1. A method of compressing a convolutional network model, comprising:

performing channel sparse regularization training on the convolutional network model by using the training data set until the convolutional network model is converged;

if the finely tuned convolutional network model is converged, saving the model parameters of the finely tuned convolutional network model to obtain a compressed convolutional network model; and if the finely tuned convolution network model is not converged, repeating the steps.

2. The method for compressing the convolutional network model according to claim 1, wherein the acquiring image data and making a training data set, and the building of the convolutional network model by using the deep learning framework comprises the following steps:

calculating a mean and a standard deviation of the training data set;

performing normalization processing on the training data set according to the mean value and the standard deviation to obtain a preprocessed training data set;

the training of the sparse regularization channel of the convolutional network model by using the training data set comprises:

and performing channel sparse regularization training on the convolutional network model by using the preprocessed training data set.

3. The method of compressing a convolutional network model as claimed in claim 2, wherein the training of the convolutional network model with the preprocessed training data set for channel sparsity regularization comprises:

and inputting the preprocessed training data set into the convolution network model, and performing channel sparse regularization training on the convolution network model to obtain an output value of the convolution network model, updated weight parameters and a scaling factor of the BN layer.

4. The convolutional network model compression method of claim 3, wherein the number of scaling factors is the same as the number of BN layer layers.

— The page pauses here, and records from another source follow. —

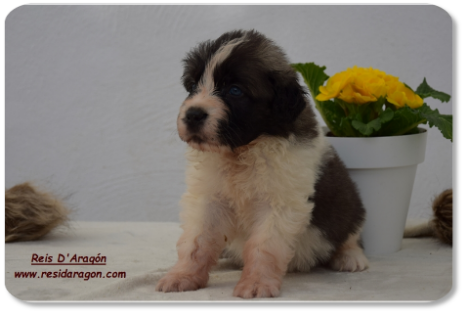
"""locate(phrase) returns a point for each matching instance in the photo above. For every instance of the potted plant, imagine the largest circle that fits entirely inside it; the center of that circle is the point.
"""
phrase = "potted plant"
(373, 123)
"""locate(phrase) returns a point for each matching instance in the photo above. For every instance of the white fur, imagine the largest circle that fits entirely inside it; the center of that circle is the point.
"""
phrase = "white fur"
(266, 187)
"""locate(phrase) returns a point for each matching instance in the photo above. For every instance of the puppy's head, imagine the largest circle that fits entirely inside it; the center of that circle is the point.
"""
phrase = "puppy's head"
(240, 86)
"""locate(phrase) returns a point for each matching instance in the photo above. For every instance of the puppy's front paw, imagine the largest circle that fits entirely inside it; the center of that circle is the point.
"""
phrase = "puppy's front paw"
(256, 288)
(351, 260)
(177, 282)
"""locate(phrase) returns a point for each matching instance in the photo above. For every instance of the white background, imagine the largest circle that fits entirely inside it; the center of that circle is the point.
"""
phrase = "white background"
(92, 92)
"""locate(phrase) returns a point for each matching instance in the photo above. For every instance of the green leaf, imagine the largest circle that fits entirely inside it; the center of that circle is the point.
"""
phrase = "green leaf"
(386, 116)
(424, 91)
(404, 120)
(333, 115)
(314, 76)
(369, 128)
(443, 122)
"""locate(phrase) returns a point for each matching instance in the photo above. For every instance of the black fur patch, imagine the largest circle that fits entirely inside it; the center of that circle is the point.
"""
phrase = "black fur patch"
(338, 210)
(272, 100)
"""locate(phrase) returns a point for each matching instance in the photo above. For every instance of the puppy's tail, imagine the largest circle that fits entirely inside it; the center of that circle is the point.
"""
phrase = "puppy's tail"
(31, 214)
(440, 225)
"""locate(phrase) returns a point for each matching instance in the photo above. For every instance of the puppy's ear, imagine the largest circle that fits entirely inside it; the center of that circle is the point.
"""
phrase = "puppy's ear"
(289, 98)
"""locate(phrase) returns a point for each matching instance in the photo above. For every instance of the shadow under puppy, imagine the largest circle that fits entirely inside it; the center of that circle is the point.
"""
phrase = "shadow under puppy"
(263, 184)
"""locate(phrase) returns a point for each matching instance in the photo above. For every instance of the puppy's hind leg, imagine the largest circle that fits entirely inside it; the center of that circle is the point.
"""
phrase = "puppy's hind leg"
(349, 256)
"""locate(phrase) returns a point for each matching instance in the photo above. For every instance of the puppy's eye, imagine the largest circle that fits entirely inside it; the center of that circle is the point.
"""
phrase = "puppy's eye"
(235, 91)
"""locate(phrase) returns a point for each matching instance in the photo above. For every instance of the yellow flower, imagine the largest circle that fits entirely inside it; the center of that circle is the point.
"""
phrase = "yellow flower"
(400, 95)
(355, 85)
(362, 85)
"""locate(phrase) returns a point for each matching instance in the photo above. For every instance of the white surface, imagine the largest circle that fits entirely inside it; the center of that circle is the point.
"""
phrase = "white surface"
(92, 92)
(422, 270)
(384, 170)
(380, 152)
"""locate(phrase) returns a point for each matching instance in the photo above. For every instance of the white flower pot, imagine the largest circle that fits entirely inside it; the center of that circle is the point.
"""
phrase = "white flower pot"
(383, 169)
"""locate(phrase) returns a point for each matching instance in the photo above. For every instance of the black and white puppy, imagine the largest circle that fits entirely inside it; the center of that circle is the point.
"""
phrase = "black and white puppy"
(263, 184)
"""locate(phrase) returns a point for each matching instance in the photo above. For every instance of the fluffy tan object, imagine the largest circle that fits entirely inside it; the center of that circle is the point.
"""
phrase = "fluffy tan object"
(30, 213)
(440, 225)
(443, 212)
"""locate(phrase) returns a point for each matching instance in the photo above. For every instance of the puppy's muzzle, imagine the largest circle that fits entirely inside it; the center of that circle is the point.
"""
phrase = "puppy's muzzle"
(194, 119)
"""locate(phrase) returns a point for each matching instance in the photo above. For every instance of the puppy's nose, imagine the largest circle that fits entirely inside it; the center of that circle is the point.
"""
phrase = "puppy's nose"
(194, 118)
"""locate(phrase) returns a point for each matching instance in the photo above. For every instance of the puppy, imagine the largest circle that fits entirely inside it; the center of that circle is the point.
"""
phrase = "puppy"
(263, 184)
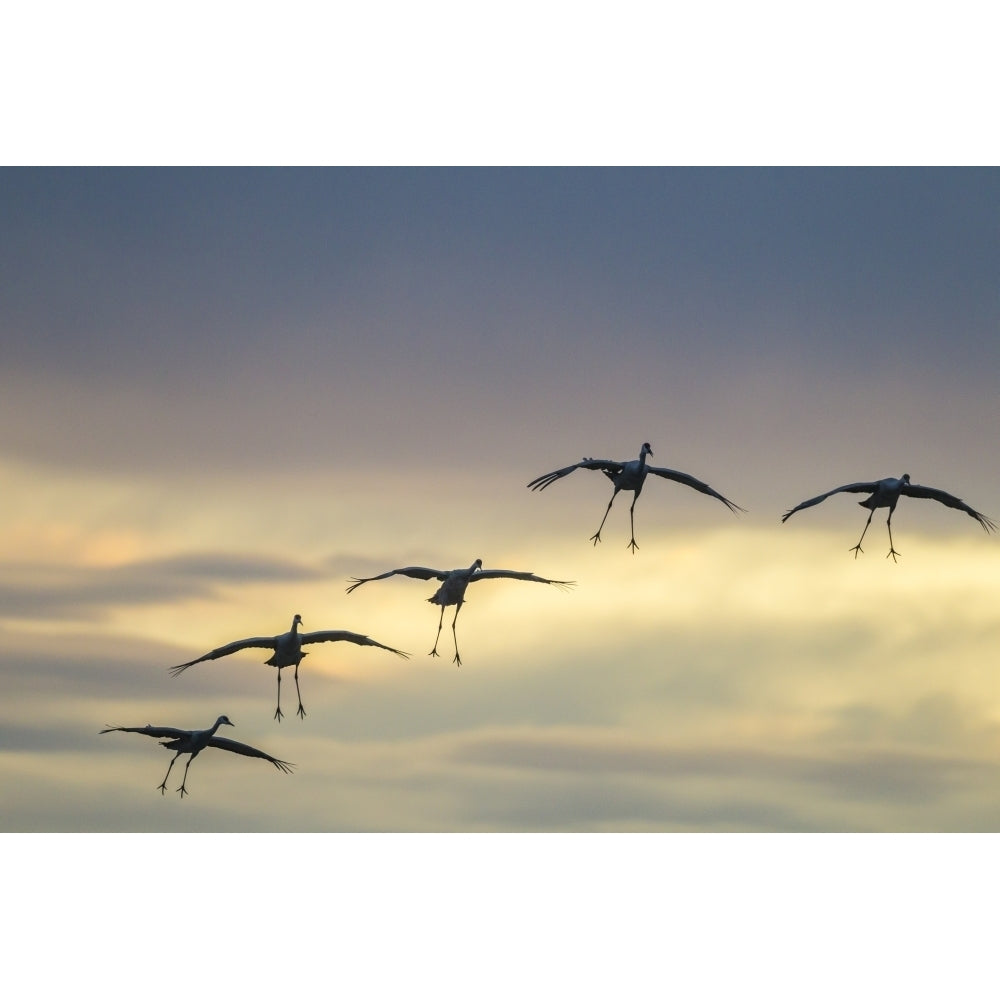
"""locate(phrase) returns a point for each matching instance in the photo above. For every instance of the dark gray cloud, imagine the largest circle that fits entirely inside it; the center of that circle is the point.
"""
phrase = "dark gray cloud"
(210, 319)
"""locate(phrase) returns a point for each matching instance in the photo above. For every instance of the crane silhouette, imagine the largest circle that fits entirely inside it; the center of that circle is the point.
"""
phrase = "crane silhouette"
(629, 476)
(193, 741)
(886, 493)
(288, 652)
(454, 583)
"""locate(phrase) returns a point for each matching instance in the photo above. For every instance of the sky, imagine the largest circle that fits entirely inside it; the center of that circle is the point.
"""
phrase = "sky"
(226, 392)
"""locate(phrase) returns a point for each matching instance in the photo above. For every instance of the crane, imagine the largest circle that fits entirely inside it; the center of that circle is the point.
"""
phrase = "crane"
(630, 476)
(193, 741)
(288, 652)
(886, 493)
(454, 583)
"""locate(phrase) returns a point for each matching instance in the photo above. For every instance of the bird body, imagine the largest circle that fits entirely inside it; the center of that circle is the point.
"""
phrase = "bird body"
(629, 476)
(454, 584)
(288, 652)
(886, 493)
(193, 741)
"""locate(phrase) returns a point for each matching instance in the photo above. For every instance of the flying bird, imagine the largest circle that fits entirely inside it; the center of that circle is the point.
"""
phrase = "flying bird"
(629, 476)
(886, 493)
(454, 583)
(193, 741)
(288, 652)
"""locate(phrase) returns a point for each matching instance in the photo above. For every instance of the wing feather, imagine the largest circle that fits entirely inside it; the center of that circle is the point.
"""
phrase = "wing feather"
(416, 572)
(603, 464)
(157, 732)
(247, 751)
(695, 484)
(931, 493)
(851, 488)
(258, 642)
(512, 574)
(332, 635)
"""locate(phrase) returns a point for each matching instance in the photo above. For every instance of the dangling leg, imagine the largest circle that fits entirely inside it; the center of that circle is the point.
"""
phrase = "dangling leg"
(857, 548)
(631, 520)
(596, 538)
(183, 789)
(892, 551)
(434, 651)
(277, 712)
(454, 634)
(163, 785)
(301, 712)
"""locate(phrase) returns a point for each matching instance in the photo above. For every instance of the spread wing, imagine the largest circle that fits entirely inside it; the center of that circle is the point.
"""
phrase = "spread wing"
(852, 488)
(417, 572)
(603, 464)
(157, 732)
(223, 744)
(512, 574)
(695, 484)
(930, 493)
(259, 642)
(358, 640)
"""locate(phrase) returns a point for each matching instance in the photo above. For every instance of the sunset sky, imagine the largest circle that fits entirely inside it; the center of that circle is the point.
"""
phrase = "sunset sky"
(226, 392)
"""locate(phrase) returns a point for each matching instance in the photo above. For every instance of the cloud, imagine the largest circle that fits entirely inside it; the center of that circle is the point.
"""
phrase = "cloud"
(30, 592)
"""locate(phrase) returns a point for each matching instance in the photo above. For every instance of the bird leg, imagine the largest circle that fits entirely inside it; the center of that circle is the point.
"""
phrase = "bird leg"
(631, 521)
(434, 651)
(454, 634)
(278, 714)
(183, 789)
(596, 538)
(163, 784)
(892, 552)
(301, 712)
(857, 548)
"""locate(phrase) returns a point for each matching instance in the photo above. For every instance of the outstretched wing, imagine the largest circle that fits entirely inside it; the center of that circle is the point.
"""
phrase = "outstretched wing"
(852, 488)
(259, 642)
(513, 574)
(930, 493)
(603, 464)
(417, 572)
(695, 484)
(157, 732)
(358, 640)
(223, 744)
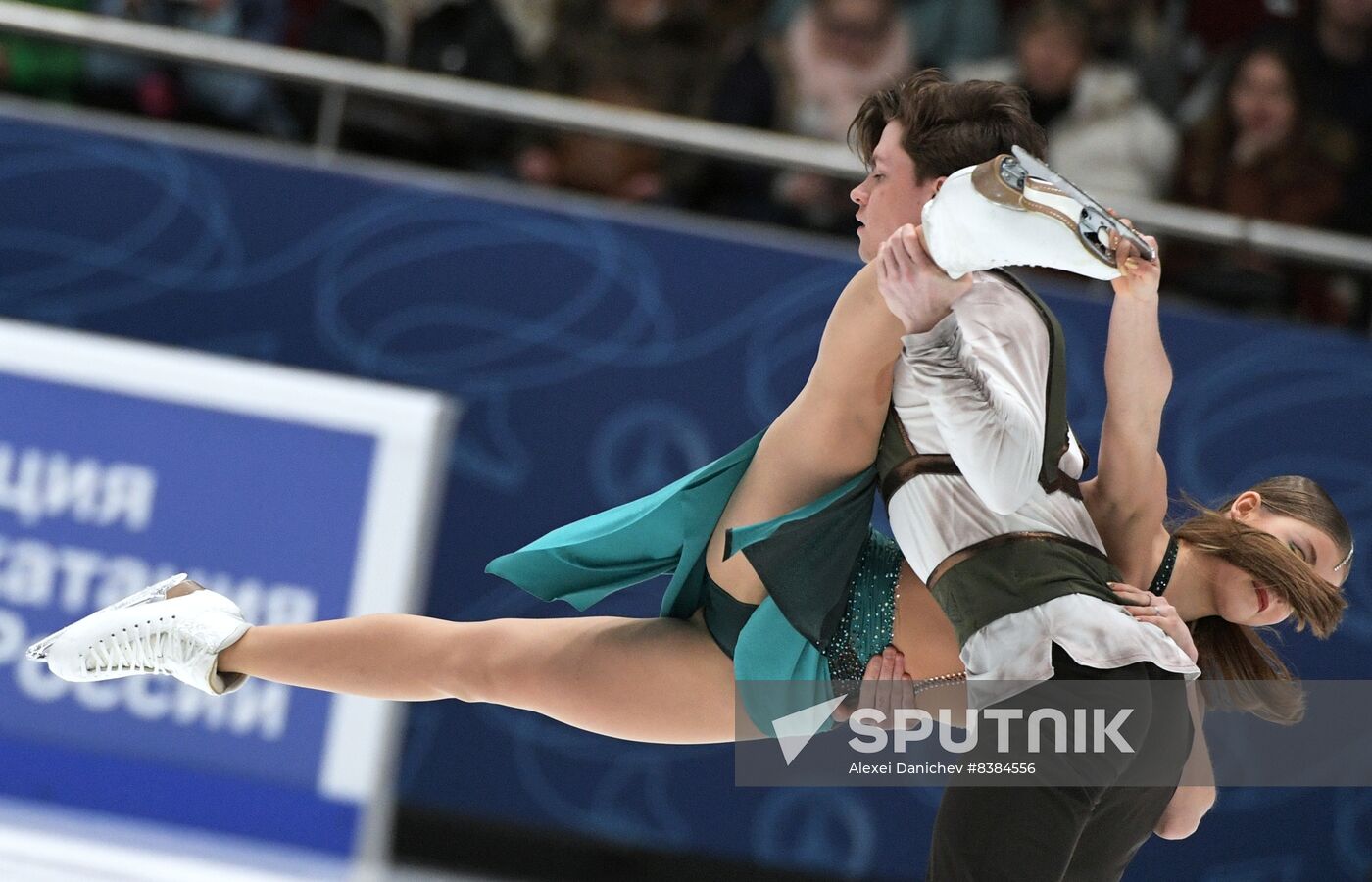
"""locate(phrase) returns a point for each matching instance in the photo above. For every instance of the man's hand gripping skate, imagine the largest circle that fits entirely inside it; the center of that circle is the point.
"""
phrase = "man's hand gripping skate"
(914, 288)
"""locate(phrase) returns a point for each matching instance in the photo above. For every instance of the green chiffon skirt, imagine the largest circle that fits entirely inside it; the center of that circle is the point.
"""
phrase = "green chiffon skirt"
(830, 577)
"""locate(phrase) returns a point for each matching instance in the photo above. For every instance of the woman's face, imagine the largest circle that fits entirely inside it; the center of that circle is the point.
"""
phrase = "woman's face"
(1244, 600)
(1262, 99)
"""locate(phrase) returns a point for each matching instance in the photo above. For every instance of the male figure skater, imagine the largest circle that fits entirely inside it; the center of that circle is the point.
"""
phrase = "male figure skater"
(980, 469)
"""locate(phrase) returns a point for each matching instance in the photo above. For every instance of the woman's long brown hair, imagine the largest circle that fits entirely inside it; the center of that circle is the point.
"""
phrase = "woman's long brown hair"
(1242, 668)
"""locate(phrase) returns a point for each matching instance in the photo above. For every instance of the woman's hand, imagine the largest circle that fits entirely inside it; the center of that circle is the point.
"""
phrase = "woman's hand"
(1139, 278)
(1152, 610)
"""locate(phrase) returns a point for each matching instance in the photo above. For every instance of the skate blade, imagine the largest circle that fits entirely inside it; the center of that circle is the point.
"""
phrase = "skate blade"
(153, 593)
(1097, 215)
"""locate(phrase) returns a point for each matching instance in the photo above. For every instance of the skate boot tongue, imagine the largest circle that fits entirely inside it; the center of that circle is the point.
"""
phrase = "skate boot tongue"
(997, 215)
(181, 637)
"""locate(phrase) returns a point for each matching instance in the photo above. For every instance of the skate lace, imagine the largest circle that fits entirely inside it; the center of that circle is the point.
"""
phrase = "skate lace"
(137, 649)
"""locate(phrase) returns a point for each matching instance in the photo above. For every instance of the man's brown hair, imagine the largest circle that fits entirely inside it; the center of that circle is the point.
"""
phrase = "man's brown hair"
(949, 125)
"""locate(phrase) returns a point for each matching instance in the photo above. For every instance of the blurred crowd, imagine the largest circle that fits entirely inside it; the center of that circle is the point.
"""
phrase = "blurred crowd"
(1252, 107)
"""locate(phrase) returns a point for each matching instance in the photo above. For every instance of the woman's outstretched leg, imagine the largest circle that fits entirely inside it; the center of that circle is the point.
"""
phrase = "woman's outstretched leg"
(641, 679)
(826, 435)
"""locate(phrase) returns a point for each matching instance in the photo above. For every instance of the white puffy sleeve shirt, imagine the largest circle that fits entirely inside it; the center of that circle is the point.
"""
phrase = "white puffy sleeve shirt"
(976, 388)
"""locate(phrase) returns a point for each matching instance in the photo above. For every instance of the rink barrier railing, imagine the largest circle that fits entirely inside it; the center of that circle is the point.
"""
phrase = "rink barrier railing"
(339, 77)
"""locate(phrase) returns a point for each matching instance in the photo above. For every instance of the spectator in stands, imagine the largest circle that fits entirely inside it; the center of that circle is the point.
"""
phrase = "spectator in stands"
(1334, 43)
(457, 37)
(942, 31)
(807, 79)
(1102, 133)
(50, 71)
(644, 54)
(236, 99)
(1262, 154)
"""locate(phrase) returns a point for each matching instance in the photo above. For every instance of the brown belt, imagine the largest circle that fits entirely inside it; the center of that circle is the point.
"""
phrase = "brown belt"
(971, 550)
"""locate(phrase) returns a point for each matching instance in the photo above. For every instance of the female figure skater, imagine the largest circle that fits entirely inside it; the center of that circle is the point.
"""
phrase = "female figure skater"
(815, 591)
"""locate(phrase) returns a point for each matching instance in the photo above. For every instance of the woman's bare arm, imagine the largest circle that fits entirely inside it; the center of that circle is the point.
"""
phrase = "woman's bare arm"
(1131, 487)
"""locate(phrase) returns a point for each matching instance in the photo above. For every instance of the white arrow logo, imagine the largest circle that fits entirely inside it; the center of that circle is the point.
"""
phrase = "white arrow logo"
(795, 730)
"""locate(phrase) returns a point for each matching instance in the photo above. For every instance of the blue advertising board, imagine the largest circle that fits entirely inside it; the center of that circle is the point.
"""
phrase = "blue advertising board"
(121, 464)
(601, 353)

5. The convolutional network model compression method of claim 1, wherein pruning the channels of the converged convolutional network model by using the scaling factor of the BN layer comprises:

when a convolutional network model is built, inserting a BN layer behind a convolutional layer of the convolutional network model, and training the convolutional network model to obtain a scaling factor and a translation parameter of the BN layer;

6. The convolutional network model compression method of claim 5, wherein the pruning the channels of the converged convolutional network model comprises:

judging whether the scaling factor of the BN layer corresponding to each channel of the converged convolutional network model is smaller than the global threshold value or not;

and if so, cutting off a channel of the converged convolutional network model corresponding to the scaling factor of the BN layer smaller than the global threshold.

7. A convolutional network model compression system, the system comprising: a processor and a memory;

the memory is to store one or more program instructions;

the processor, configured to execute one or more program instructions to perform the method of any of claims 1-6.

8. A computer storage medium comprising one or more program instructions for executing the method of any one of claims 1-6 by a convolutional network model compression system.